De 'moins-que-rien' à 'enfant bien-aimé.e'

Saint-Pierre, Genève

Prédication

« Toi tu as le diable au corps, ma petite, ça va te causer des problèmes ! »

« Tu es vraiment un bon-à-rien ! »

« Ne t’approche pas, ce n’est pas pour toi, il faut être pur/qualifié/meilleur que toi pour s’approcher de Dieu »

« Tu es possédé ou quoi ? »

« Madame, je dois vous demander de sortir, vous n’avez rien à faire ici ! »

« Dieu a autre chose à faire que de s’occuper de tes petits soucis franchement, quel égoïste tu fais ! »

« Comment Dieu pourrait-il t’aimer, tes ancêtres ont tué son Fils / ses missionnaires ? »

« Ce n’est pas ce que Dieu attend de toi, tu peux faire mieux, tu gâches tes talents »

« Tu crois vraiment que Dieu pourrait t’aimer, noire comme tu es ? Ce n’est pas pour rien qu’on dit que le noir est la couleur du diable. »

« Si tu es malade / harcelée / discriminé, c’est que Dieu met ta force à l’épreuve, ce qui ne tue pas rend plus fort. » ou bien « c’est que tu l’as mérité, tu as toujours fait n’importe quoi, ne respectant aucune règle, même pas la morale naturelle ».

Je n’invente rien, toutes ces phrases ont vraiment été dites, à des hommes et des femmes de tous les âges, hier ou aujourd’hui. Je les ai entendues certaines dans les parcs, dans la rue, en entretien pastoral, dans des films parfois. Vous aussi vous les avez entendues. Peut-être même vous les a-t-on dites. Ou vous les êtes-vous dites à vous-même : « franchement il y a des situations pire que la mienne, je ne vais pas me plaindre », « si Dieu m’aimait vraiment, il m’aurait faite homme / il m’aurait fait blanc / il m’aurait faite hétérosexuelle / il m’aurait fait riche ». Parfois on ose à peine se les formuler, mais elles sont bien là, faisant leur travail de sape en arrière-plan : « comment Dieu pourrait-il aimer quelqu’un qui est si lâche / qui prend tant de plaisir à lézarder au soleil au lieu de travailler / qui a fait des choses si honteuses / qui souhaite ardemment le malheur des autres ? »

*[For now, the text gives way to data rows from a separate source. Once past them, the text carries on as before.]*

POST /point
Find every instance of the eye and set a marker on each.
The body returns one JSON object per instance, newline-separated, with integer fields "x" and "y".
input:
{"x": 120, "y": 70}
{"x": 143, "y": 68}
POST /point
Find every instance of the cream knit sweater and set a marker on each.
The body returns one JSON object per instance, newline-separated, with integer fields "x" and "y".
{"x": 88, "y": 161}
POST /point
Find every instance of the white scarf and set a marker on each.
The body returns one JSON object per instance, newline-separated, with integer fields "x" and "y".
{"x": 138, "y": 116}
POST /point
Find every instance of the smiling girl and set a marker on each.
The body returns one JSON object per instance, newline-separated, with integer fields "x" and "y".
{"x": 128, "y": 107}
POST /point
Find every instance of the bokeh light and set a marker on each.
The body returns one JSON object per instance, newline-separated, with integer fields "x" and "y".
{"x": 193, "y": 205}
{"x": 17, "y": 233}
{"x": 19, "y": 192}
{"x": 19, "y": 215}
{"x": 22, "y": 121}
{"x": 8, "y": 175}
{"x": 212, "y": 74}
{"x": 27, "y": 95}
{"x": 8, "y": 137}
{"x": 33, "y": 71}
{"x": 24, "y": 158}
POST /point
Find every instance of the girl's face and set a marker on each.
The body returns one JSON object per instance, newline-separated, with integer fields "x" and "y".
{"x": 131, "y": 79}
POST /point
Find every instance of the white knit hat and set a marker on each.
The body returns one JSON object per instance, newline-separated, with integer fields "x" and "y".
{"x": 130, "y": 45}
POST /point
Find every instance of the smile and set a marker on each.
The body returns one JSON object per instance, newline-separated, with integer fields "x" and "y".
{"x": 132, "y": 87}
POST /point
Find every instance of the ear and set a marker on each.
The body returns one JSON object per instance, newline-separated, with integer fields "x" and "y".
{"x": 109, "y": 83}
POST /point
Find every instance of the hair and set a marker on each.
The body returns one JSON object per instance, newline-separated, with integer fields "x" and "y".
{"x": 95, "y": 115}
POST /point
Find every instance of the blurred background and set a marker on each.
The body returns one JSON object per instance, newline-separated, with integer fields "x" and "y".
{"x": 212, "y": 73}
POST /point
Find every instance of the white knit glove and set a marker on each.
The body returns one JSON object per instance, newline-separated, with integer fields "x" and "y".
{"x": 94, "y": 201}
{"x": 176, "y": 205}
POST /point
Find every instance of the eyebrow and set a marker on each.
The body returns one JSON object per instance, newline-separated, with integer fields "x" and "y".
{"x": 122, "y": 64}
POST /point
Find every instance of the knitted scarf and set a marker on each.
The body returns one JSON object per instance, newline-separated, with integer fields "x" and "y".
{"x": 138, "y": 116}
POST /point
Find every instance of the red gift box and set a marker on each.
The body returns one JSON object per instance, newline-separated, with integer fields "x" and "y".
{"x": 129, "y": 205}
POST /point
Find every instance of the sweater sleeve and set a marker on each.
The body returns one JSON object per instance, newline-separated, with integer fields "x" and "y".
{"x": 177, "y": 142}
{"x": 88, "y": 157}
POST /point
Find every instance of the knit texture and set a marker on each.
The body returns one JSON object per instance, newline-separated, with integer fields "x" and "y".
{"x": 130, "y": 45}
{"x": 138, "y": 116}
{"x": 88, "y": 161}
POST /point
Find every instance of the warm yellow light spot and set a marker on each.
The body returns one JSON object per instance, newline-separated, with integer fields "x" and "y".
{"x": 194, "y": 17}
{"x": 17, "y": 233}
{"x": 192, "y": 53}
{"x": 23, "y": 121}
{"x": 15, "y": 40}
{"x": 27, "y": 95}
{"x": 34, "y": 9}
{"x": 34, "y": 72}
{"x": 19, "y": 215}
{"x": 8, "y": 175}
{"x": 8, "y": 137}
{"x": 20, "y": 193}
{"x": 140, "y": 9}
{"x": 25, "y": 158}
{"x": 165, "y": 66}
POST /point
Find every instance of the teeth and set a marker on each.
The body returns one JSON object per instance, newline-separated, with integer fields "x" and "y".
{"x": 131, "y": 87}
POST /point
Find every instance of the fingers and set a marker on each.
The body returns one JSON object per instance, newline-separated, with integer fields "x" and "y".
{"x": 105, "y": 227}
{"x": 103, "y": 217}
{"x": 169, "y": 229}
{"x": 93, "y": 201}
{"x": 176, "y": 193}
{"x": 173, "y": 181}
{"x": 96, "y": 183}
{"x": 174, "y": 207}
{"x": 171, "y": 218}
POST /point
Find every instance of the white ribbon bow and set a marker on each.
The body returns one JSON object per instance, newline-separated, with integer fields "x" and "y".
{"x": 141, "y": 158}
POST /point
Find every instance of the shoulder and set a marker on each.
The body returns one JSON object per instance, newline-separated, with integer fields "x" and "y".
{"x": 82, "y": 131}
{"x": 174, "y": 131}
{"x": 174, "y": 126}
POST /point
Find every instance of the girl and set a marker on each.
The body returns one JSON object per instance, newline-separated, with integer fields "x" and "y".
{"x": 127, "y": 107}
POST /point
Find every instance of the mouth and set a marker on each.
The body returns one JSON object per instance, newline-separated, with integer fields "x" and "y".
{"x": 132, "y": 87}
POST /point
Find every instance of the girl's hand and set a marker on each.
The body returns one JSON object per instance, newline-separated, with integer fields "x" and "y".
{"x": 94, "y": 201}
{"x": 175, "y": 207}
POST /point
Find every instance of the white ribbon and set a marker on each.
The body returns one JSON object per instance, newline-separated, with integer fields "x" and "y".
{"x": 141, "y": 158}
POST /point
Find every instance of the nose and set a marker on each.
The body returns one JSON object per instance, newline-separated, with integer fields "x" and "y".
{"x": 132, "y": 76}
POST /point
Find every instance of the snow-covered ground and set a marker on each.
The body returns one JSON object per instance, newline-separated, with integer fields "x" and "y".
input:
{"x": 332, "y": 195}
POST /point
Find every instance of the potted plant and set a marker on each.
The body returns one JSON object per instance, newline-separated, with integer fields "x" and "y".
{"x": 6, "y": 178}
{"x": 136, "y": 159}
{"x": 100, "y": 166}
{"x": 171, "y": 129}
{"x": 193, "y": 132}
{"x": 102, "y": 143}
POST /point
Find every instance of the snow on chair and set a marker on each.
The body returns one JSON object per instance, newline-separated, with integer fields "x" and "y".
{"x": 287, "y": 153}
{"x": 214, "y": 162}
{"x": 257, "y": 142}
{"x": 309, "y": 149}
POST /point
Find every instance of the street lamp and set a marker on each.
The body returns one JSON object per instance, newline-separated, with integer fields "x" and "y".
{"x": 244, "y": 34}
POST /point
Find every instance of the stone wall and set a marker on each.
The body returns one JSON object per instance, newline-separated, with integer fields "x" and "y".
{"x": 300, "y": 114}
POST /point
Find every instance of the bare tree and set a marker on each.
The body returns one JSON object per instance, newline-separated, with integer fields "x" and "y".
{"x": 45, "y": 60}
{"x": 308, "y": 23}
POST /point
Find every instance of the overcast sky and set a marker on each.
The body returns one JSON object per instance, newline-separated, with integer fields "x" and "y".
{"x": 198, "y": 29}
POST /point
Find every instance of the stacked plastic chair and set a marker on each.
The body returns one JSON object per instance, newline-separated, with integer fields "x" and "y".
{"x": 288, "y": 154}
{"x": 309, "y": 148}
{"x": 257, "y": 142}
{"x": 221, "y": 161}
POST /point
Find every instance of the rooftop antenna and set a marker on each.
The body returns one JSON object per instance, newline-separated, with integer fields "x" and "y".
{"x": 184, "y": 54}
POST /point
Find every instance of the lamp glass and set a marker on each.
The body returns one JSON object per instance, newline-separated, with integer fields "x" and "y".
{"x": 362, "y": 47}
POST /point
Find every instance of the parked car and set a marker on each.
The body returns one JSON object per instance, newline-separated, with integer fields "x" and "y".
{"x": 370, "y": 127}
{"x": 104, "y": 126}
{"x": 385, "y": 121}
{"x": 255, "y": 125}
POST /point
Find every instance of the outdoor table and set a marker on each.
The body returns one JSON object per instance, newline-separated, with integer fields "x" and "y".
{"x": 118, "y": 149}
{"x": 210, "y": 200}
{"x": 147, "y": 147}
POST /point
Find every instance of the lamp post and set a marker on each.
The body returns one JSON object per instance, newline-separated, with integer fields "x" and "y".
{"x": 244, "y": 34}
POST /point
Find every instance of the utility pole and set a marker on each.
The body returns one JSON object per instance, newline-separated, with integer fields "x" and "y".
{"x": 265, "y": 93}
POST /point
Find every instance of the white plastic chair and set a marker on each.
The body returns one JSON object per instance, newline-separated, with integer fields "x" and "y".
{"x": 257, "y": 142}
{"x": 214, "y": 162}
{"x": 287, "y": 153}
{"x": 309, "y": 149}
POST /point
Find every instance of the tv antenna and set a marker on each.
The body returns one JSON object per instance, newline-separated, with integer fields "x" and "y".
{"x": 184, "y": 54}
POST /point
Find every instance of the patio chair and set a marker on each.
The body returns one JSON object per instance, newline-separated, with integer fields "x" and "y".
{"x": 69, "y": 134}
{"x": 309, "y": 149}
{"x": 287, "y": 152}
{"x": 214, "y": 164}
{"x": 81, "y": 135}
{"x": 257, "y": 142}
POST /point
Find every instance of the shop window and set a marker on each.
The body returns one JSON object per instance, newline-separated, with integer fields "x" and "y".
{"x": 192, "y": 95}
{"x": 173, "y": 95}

On en a dites certaines, ou de similaires, à la femme comme à la jeune fille de notre récit : « tu es impure, ne t’approche pas de moi », « tu deviens une femme, tu seras impure plusieurs jours par mois, tu seras toujours soumise à l’autorité d’un homme ». On les a dites aussi au père de la jeune fille « pourquoi fatigues-tu le maître ? Ton souci pour ta fille n’est pas important, il est même déplacé puisqu’elle est morte à présent. ».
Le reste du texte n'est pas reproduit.